陆昭背着气若游丝的谢孤鸿沉入泉底,水晶棺中伸出的铁链突然缠住二人脚踝。刺骨寒意中,棺盖缓缓移开,露出具与谢孤鸿容貌相同的尸体,只是心口插着盏青铜灯,灯油竟是凝结的血珠。
“借命灯...”谢孤鸿突然剧烈咳嗽,白发以肉眼可见的速度变黑,“当年长风兄就是发现此物,才...”话音未落,铁链骤然收紧,将他们拖入棺中暗道。陆昭在坠落中握紧残剑,剑锋划过岩壁迸发的火星,竟照亮壁上无数盏同样青铜灯。
暗道尽头豁然开朗,穹顶镶嵌北斗七星,每颗星子都对应盏借命灯。地面刻着西域梵文:“以血为引,七星借寿,灯灭魂消。”谢孤鸿突然抓住陆昭手腕:“快走!这地方活人待不得...”却见七星光芒大盛,最近那盏灯中飘出缕青烟,凝成个持戟武士。
武士铠甲上布满梵文,动作却带着少林伏魔杖法的影子。陆昭挥剑刺其咽喉,剑身竟穿体而过。“是灯魂!”谢孤鸿咬破指尖在剑脊画出血符,“需破七星阵眼!”话音未落,七盏灯同时飘出青烟,化作当年漠北七狼的模样。
陆昭瞳孔骤缩——这七人招式与父亲描述的完全一致!独眼首领的弯刀轨迹,正是砍伤谢伯伯左脸那招。他本能地使出焚天诀第七式,剑气却穿过虚影打在灯盏上。青铜灯应声炸裂,对应的天枢星陡然暗淡。

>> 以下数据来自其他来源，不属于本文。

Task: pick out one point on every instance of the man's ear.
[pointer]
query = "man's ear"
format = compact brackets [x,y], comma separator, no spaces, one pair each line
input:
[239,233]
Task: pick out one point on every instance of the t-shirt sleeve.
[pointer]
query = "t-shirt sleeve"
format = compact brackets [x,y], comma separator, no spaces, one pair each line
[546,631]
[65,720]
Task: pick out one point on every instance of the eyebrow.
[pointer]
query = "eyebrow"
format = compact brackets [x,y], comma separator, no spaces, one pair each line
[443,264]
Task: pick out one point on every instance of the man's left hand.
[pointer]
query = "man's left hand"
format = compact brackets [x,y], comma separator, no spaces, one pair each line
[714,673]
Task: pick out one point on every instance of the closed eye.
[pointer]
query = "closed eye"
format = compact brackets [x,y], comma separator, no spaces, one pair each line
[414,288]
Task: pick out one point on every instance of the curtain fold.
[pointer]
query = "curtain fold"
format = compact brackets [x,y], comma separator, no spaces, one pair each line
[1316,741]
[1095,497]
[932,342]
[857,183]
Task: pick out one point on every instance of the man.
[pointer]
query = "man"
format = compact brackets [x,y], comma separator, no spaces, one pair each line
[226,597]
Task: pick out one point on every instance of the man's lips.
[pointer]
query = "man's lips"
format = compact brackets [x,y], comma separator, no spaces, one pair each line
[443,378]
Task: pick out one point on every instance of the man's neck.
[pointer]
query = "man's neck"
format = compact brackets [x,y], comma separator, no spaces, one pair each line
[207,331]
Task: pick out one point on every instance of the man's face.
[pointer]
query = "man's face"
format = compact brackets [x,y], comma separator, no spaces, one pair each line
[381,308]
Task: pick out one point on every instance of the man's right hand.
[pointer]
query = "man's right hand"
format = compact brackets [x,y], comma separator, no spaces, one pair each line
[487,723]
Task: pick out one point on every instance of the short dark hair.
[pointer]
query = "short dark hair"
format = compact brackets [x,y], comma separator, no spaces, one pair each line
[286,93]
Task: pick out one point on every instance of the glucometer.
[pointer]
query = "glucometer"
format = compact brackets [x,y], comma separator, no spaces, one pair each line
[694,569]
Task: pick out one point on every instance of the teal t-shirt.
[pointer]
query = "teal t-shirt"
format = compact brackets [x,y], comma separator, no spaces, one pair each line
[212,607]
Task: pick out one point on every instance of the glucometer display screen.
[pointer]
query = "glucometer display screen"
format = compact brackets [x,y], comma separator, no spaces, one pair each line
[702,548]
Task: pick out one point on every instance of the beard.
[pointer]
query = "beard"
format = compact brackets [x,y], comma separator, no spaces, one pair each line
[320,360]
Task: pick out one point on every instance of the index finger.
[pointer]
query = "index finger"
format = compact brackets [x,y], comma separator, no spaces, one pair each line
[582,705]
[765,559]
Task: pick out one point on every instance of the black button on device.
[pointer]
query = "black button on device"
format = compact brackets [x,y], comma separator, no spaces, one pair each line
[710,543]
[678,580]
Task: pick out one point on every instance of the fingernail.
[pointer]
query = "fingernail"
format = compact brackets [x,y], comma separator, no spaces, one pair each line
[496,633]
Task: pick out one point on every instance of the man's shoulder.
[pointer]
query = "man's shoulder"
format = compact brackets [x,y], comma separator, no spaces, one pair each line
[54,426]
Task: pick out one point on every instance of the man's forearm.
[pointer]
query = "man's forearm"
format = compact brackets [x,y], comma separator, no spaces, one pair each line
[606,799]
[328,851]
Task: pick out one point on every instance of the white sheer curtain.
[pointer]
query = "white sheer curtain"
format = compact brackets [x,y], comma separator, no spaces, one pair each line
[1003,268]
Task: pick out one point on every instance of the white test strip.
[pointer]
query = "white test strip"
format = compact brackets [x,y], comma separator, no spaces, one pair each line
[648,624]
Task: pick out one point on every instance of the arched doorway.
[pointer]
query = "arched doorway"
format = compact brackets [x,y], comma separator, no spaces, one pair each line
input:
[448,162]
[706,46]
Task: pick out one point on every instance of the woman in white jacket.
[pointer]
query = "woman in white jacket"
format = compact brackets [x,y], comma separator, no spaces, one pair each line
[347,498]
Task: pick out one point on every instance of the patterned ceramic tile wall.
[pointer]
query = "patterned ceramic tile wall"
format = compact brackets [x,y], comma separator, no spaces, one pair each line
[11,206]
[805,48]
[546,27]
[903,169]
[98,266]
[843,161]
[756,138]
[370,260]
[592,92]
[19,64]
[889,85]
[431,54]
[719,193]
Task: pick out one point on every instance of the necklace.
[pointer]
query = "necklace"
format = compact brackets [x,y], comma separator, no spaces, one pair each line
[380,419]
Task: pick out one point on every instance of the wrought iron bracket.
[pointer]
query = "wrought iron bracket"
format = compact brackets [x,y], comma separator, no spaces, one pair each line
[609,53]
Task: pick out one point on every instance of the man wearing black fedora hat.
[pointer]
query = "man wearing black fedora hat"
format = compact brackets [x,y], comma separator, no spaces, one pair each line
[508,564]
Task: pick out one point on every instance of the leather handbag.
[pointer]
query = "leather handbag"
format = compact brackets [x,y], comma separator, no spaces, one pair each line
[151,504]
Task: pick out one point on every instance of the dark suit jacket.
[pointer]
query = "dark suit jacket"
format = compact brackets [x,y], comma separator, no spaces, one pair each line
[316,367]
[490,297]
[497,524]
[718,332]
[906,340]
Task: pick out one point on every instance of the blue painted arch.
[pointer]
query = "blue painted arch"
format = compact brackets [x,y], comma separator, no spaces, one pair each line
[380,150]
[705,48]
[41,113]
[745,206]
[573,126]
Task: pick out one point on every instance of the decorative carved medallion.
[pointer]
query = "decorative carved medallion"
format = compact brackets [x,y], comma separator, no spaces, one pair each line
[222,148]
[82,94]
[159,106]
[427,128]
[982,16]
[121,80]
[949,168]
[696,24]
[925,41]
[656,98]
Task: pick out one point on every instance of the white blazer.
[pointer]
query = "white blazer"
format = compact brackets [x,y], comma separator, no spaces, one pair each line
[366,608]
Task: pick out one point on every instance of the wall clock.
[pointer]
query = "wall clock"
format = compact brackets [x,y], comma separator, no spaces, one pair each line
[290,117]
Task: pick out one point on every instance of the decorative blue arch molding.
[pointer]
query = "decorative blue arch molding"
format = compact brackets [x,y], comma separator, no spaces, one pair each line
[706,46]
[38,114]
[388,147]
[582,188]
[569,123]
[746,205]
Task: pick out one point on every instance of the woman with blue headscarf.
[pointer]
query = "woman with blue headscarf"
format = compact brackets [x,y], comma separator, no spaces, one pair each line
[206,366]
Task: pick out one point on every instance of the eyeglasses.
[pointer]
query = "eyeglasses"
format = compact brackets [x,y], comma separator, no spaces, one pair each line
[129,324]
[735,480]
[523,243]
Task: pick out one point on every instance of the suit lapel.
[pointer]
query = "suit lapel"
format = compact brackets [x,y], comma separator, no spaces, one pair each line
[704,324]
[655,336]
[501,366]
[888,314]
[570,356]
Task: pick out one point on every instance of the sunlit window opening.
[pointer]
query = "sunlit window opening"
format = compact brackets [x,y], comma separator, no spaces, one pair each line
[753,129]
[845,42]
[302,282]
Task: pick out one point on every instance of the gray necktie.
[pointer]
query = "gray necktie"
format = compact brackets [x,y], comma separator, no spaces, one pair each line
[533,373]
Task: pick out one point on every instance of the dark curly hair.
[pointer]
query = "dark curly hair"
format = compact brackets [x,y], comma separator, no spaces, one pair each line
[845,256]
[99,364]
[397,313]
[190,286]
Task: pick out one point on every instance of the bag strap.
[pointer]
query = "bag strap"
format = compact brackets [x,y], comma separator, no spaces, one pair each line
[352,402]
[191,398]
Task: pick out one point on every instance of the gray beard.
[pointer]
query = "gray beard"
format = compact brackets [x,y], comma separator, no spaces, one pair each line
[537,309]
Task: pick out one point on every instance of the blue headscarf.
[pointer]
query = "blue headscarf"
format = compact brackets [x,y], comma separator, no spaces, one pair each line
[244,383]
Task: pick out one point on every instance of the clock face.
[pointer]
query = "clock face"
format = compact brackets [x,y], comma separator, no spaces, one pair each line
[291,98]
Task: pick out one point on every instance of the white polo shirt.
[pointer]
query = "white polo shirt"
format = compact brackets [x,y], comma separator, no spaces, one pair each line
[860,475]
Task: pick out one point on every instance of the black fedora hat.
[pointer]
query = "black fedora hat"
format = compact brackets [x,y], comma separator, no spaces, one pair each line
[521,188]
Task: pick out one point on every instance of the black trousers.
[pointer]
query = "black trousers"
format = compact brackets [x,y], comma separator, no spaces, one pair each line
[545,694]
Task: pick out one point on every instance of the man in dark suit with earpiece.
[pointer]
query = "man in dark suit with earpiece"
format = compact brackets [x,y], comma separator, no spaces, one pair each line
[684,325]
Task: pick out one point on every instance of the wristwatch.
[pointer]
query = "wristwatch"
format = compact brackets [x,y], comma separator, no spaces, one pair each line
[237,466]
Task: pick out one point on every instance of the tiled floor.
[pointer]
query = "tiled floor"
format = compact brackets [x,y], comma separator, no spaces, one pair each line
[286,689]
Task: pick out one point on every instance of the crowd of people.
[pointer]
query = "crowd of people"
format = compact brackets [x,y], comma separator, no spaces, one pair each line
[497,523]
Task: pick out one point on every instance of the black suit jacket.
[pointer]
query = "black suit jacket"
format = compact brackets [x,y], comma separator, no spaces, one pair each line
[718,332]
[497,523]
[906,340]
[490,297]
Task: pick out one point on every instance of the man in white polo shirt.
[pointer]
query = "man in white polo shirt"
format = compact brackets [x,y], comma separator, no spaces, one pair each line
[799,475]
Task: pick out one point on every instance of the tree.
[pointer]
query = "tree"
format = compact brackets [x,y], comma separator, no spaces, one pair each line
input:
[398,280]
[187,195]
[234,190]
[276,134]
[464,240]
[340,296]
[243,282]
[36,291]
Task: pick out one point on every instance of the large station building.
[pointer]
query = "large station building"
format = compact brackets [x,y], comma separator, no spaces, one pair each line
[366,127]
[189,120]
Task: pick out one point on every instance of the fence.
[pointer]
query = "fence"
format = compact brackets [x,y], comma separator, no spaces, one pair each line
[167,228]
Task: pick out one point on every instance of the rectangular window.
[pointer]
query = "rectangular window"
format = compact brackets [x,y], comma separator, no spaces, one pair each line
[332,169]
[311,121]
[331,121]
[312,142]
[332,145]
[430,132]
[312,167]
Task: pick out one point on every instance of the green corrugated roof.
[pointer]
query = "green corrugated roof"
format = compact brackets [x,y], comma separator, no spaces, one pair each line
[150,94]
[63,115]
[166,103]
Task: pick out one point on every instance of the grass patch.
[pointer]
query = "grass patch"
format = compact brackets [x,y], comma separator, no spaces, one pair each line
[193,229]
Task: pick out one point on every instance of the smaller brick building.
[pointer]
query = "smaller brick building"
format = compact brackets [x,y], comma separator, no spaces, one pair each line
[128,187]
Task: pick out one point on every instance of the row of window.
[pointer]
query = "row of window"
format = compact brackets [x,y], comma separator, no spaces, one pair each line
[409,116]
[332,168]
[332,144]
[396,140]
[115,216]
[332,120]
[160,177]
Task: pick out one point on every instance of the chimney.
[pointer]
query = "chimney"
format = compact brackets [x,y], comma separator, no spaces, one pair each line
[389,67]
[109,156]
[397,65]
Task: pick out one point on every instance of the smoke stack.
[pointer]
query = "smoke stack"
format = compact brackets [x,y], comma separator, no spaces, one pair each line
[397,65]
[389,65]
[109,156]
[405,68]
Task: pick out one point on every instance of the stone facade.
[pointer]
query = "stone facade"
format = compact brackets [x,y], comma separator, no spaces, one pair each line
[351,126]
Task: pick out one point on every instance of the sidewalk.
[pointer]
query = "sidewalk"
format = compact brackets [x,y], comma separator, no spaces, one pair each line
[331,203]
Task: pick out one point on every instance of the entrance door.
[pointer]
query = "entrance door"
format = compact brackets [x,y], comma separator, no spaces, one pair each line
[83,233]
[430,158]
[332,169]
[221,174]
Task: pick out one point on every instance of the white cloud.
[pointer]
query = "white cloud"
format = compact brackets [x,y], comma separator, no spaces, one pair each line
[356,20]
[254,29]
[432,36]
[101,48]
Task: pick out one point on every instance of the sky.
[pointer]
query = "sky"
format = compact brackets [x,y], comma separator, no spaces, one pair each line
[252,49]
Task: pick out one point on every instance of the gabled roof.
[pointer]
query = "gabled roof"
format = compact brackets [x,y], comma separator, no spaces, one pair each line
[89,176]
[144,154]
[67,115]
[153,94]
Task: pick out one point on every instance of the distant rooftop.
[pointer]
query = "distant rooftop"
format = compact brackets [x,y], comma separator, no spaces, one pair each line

谢孤鸿突然闷哼倒地,脸上皱纹疯狂滋长:“每破一盏灯...就会夺走借命者十年阳寿...”陆昭这才发现,老者右手小指延伸出金线,正连着水晶棺中的尸体。七盏灯,七根金线,七星方位暗合谢孤鸿毕生经历的七场死战。
第二盏灯飘出的竟是曹无命虚影!这幻象手持拂尘,招式却夹杂魔教噬心掌。陆昭格挡时忽觉内力滞涩,腕间曼陀罗花纹竟在吸收灯油青烟。“用孤鸿剑法破招!”谢孤鸿嘶声提醒,“他偷学过长风兄的...”
剑光如虹,陆昭使到“长河落日”时,幻象突然变成母亲阿依娜的脸。他剑势一滞,腰间玉佩突然发烫,映出灯座底部小字:“破军位,子午相交,血溅贪狼。”福至心灵间,他引剑划破掌心,血珠正落在天璇灯芯。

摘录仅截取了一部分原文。